Mark Singer, who was Corridor Capital's vice president of strategic planning from February until September, said the company lacked financing and experience and didn't have rail cars ready to go to take over the Hoosier State line.
He said the company's initial proposal to the Indiana Department of Transportation did not indicate that the company needed startup funds.
"I was shocked to find out his own investors were not going to pony up … to the table to finance this operation," Singer told the Journal & Courier. "The state was going to pay $1.6 million to rehab equipment they were only going to be leasing for two years."
He said state would have paid an additional $1 million in annual lease payments.
Fritz Plous, Corridor Capital's vice president of corporate communication, said the question of "who writes the checks had not been all worked out" during the company's negotiations with Indiana officials.
"The customer has to pay," he said. "I don't know if that proviso is what led to the delay or dropping of the process."
Corridor Capital began contract talks last summer with INDOT to provide passenger rail cars, marketing and other services on the Hoosier State line after the state's contract with Amtrak ends in January.
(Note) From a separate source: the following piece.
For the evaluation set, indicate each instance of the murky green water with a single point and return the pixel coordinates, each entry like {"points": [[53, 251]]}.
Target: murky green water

INDOT broke off negotiations with Corridor Capital this month, offering no reasons for ending the negotiations it had started in late June.
The Hoosier State line, which runs four days a week between Indianapolis and Chicago, was among the passenger rail routes less than 750 miles long that lost federal funding last year under legislation Congress passed in 2008.
INDOT and seven local partners, including the cities of Indianapolis, Lafayette and Crawfordsville, agreed to pay Amtrak a $2.7 million subsidy to keep that line running until October, and those partners are now funding the line through Jan. 31 under a four-month extension.
Transportation department spokesman Will Wingfield said the complex negotiations involve two federal agencies, the state, a private company and communities served by the line and it's still a work in progress.
"At this point, our discussions with Amtrak are key," he said. "We're looking for them to continue as operator."